5

Here is my iOS OCR code for number recognition through Tesseract engine:

Tesseract* tesseract = [[Tesseract alloc] initWithDataPath:@"tessdata" language:@"eng"];

//set the tesseract variables
[tesseract setVariableValue:@"0123456789" forKey:@"tessedit_char_whitelist"];

NSString * temp = @"7";
[tesseract setVariableValue:temp forKey:@"tessedit_pageseg_mode"];

[tesseract setImage:argImage];
[tesseract recognize];
m_convertedText = [[tesseract recognizedText] copy];

Using above, I get some images recognized right. However sometimes I get 5 instead of 8, 6 instead of 5 and so on. My input images are quite perfect - pure black and white after binarizing.

Are there any other Tesseract options that I am missing to specify? I see there are 600+ options and very sparse documentation.

Best I could find was this website which lists all options but not yet very clear for an OCR beginner.

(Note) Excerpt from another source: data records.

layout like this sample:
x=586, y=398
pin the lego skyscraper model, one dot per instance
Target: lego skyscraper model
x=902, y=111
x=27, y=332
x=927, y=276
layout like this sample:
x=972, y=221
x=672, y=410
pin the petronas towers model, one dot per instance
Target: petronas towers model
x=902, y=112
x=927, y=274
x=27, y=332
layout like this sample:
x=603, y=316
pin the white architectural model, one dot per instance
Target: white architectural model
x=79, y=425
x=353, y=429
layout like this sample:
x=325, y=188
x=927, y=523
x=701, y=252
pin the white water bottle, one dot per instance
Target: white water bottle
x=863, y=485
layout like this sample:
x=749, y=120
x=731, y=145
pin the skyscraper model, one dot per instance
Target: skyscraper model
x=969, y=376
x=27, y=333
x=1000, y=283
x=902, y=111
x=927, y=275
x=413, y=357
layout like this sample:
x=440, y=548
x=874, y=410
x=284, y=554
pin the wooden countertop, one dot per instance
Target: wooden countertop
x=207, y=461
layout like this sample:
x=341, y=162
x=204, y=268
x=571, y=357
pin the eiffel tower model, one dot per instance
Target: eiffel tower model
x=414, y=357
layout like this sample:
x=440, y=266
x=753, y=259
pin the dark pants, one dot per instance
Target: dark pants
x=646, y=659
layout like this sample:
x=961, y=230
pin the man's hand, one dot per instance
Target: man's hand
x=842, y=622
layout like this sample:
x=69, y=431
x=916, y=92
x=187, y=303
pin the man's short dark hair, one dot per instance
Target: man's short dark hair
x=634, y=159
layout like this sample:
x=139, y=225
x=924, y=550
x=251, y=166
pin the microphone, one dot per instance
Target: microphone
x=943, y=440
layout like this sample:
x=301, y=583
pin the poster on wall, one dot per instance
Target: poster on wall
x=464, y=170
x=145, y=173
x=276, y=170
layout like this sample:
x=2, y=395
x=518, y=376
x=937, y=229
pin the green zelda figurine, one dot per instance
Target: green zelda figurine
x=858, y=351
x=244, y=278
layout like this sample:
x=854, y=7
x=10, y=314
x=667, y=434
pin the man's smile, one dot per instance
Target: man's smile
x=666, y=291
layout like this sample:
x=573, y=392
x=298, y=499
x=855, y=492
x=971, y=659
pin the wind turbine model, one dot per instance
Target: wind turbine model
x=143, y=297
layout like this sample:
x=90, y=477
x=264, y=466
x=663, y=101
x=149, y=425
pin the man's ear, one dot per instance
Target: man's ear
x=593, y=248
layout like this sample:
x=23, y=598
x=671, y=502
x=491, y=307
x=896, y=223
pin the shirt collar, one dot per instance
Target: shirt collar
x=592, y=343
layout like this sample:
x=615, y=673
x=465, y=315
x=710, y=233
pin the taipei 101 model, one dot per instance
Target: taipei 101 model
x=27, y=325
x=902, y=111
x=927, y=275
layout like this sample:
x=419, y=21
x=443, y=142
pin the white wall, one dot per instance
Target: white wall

If someone has achieved 100% accuracy with numbers OCR using tesseract it will be really helpful.

Nirav Bhatt
  • 6,940
  • 5
  • 45
  • 89
  • What I found is, result differs between iOS simulator and device. Device being less perfect. Any clues, anyone? – Nirav Bhatt Sep 17 '13 at 16:30
  • You need to go through training process, have you done that? http://www.resolveradiologic.com/blog/2013/01/15/training-tesseract/ – valentt Nov 01 '13 at 21:40

0 Answers0